After her fourth Academy Award nomination for I'll Cry Tomorrow (Daniel Mann, 1955), Susan began to wonder if she would ever take home the coveted gold statue. She didn't have much longer to wait, though.

In 1958 she gave the performance of her lifetime as real-life California killer Barbara Graham in I Want to Live! (Robert Wise, 1958), who was convicted of murder and sentenced to death in the gas chamber. Susan was absolutely riveting in her portrayal of the doomed woman. This time she was not only nominated for Best Actress, but won. After that role she appeared in about one film a year.

Thomas Mc Williams at IMDb: "Susan's personality is usually described as cold, icy, and aloof. She did not like socialising with crowds. She disliked homosexuals and effeminate men. Her taste in love ran strictly to the masculine, and both of her husbands were rugged Southerners. She loved sport fishing, and owned three ocean going boats for that purpose. Film directors enjoyed Susan's professionalism and her high standards. She was considered easy to work with, but she was not chummy after the cameras stopped."

In 1972 she made her last theatrical film, The Revengers (Daniel Mann, 1972), starring William Holden. A two-pack a day smoker with a taste for drink, Susan was diagnosed with brain cancer in March of 1972. The disease finally claimed her life in 1975 and she died at her Hollywood home. Susan Hayward was 57.

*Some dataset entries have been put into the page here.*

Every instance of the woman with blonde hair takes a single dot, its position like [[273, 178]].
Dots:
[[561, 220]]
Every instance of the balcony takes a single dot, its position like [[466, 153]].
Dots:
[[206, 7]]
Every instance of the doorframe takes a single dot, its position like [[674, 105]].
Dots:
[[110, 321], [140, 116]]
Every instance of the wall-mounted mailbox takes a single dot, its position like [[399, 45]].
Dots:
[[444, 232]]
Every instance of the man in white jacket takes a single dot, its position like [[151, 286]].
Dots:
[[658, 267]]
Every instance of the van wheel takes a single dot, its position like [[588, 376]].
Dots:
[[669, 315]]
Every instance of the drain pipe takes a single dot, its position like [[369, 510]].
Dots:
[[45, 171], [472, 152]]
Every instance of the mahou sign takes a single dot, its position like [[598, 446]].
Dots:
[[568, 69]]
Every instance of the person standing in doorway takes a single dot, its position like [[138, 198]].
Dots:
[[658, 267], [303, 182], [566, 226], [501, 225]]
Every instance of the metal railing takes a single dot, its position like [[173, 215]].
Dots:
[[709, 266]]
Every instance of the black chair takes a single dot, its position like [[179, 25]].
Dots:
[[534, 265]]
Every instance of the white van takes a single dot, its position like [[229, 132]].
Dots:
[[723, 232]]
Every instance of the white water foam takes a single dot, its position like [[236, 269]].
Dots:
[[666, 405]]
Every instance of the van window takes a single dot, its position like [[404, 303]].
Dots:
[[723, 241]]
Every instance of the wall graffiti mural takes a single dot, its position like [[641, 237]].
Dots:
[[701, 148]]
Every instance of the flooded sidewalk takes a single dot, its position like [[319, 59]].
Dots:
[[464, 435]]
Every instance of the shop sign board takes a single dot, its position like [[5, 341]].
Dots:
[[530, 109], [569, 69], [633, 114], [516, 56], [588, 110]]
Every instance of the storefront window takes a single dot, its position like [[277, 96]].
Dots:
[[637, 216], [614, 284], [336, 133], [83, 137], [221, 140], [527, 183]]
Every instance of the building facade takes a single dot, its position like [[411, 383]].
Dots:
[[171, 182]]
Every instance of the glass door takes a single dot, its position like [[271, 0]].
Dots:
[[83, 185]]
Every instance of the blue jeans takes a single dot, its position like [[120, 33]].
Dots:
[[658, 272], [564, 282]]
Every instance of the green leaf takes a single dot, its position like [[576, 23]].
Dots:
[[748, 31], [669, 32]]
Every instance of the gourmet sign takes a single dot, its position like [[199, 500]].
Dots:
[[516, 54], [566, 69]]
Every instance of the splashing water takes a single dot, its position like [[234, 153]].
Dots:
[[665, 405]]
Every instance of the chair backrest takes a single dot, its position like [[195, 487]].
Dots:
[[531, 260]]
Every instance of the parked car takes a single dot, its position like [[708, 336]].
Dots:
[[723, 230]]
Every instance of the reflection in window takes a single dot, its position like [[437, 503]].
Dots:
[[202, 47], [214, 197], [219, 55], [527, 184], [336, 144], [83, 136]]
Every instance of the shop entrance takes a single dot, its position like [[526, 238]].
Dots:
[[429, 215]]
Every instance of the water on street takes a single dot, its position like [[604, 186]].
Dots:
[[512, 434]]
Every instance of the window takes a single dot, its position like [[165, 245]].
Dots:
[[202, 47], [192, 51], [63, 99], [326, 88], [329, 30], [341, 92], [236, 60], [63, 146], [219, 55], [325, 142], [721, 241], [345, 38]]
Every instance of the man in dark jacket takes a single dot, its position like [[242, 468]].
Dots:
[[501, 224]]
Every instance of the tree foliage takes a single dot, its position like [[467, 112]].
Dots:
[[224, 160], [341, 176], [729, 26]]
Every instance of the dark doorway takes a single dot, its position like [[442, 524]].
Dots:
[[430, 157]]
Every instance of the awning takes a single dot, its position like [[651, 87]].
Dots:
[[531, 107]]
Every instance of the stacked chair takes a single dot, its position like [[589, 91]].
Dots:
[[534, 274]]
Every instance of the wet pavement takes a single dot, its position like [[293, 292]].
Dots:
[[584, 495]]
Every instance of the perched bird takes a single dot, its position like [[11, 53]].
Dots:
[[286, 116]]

She was laid to rest in a grave adjacent that of her husband Floyd Eaton Chalkley in the peace of Carrollton, Georgia where they had spent several happy years together in life. Hayward had been married twice: first to actor Jess Barker from 1944 till their divorce in 1954. They had two children. With Floyd Eaton Chalkley, she was married from 1957 till his death in 1966.

Susan Hayward
Belgian postcard, no. 3414. Photo: Universal Int.

Susan Hayward
German postcard by F.J. Rüdel, Filmpostkartenverlag, Hamburg-Bergedorf, no. 148. Photo: 20th Century Fox.

Gregory Peck and Susan Hayward in David and Bathsheba (1951)
British postcard by The Picturegoer Series, London, no. D 88. Photo: 20th Century Fox. Gregory Peck and Susan Hayward in David and Bathsheba (Henry King, 1951).

Gregory Peck and Susan Hayward in David and Bathsheba (1951)
British postcard by The Picturegoer Series, London, no. D 92. Photo: 20th Century Fox. Gregory Peck and Susan Hayward in David and Bathsheba (Henry King, 1951).